Dental, News & Features — 1 November 2015 at 9:12 am

AM Guide to Dental Extractions on Expedition

Burjor Langdana / Adventure Medic Resident Expedition Dentist

Matt Edwards / Registrar / London Air Ambulance

You are out on an oil rig. The weather is foul and will be for the next few days. You are faced with a patient in excruciating pain. The lower front tooth is mobile, there is redness and swelling in the surrounding gums. If only you could take that tooth out, it would establish drainage and provide immediate relief from pressure pain. From our past articles you would have located the problem and selected the appropriate local anaesthetic. This article and the slide show below will give you the basics of a simple dental extraction.

Dental Extractions

When you are in a remote area and a great distance from help, dental extraction may be contemplated to avoid evacuation. It may also be an emergency procedure when evacuation is not likely in the near future. It is highly recommended that appropriate training and practice has been completed prior to departure, as the worst case scenario if an extraction goes wrong is a patient who is still in pain, still has an abscess but now has a fractured tooth that will require oral surgery.

Indications

Indications for extraction under these circumstances would include:

Loose teeth associated with a dental abscess / Extraction of which would provide drainage and relief of severe pressure pain.

Loose teeth on side of a jaw fracture / Removal to facilitate reduction and haemorrhage control.

Excruciatingly painful tooth / That can’t be made pain free medically but responds well to LA and is within your skill levels to attempt extraction.

Positioning

Upper Extraction / You stand in front and to the right of the patient.

Lower Extraction / You stand slightly to the back and right of the patient

Support / Head and Jaw must be well supported

Elevators

These look like flattened screw drivers and are wedged in the ligament space between tooth and surrounding bone. They are used as levers to compress the soft bone around the tooth thus increasing the size of the socket. This increases the tooth mobility allowing the forceps a better purchase.

Forceps

All forceps are made such that their beaks would be parallel to the long axis of the tooth. This allows force to be applied precisely along that long axis, as tangential force will increase likelihood of tooth fracture.

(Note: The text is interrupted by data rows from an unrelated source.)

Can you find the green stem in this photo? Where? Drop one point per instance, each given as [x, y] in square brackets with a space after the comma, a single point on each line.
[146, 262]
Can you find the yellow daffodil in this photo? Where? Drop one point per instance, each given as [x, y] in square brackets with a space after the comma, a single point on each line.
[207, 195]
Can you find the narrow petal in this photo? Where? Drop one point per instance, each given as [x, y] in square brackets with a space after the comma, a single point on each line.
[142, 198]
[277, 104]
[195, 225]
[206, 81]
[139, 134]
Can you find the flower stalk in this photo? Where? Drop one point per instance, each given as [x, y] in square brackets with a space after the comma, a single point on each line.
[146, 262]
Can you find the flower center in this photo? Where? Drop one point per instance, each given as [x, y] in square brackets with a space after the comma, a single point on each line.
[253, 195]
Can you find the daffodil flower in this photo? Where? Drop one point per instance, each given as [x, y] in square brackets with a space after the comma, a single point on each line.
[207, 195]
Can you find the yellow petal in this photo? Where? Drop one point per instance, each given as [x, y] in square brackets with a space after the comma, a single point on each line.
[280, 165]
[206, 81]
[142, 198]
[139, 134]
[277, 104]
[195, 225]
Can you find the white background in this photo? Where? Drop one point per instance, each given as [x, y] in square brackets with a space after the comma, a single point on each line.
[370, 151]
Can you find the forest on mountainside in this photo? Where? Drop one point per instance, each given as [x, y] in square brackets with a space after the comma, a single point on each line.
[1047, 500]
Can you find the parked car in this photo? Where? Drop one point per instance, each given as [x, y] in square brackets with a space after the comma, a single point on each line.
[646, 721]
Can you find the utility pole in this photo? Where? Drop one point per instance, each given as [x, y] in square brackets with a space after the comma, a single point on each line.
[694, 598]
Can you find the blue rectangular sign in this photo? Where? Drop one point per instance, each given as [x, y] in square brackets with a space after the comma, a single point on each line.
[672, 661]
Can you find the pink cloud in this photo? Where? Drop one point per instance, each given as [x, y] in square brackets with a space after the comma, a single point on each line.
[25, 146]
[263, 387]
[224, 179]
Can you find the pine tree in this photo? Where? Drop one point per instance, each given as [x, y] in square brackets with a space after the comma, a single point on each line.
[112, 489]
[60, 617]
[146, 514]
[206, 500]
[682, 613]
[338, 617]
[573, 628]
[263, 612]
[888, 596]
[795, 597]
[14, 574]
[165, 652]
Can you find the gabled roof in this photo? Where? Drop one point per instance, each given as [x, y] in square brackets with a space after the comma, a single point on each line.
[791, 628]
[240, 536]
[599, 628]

Lower Forceps / Have a sharp bend to allow force to be applied without damaging the lower lip

Upper Forceps / Are straighter as they can achieve the required angle of force without the need of a sharp bend.

If you can only take one, take the lower forceps and don’t be tempted to use pliers. While it is possible to perform an extraction with them, they are highly likely to fracture the tooth as they are too bulky and cannot grip it in the correct spot.

Extraction Technique

1 / First push towards the root. Push the beaks of the forceps towards the root apex, below the gum margin as far as possible. This lowers the centre of rotation decreasing force on the root apex and reducing likelihood of root fracture.

2 / Then, using slow but firm focused force, exert pressure towards the cheek/lip followed by pressure towards tongue/palate. It’s like slowly removing a tent peg from the ground, by moving it back and forth to widen the hole in which it is lodged.

3 / The tooth is slowly rotated out following the line of least resistance.

Pressure Pack / Within five minutes of extraction advise patient to bite hard on a small firm pack of cotton roll or absorbent paper placed over the socket to achieve haemostasis for at least fifteen minutes. Continued bleeding is mostly because pressure has not been applied for long enough. Fifteen minutes can get quite boring. Some recommend soaked teabags bitten and held into the socket to stop bleeding, as tea supposedly contains some mildly antiseptic and vasoconstrictive agents.

Post-Extraction Patient Instructions

15- 30 mins / Gently rotate out the pressure pack.

12 hours / Avoid eating anything hot/hard.

24 hours / Avoid vigorous spitting, rinsing and smoking.

Oral Hygiene / Mouth washing, gentle brushing after every meal strongly advised even though this may be uncomfortable.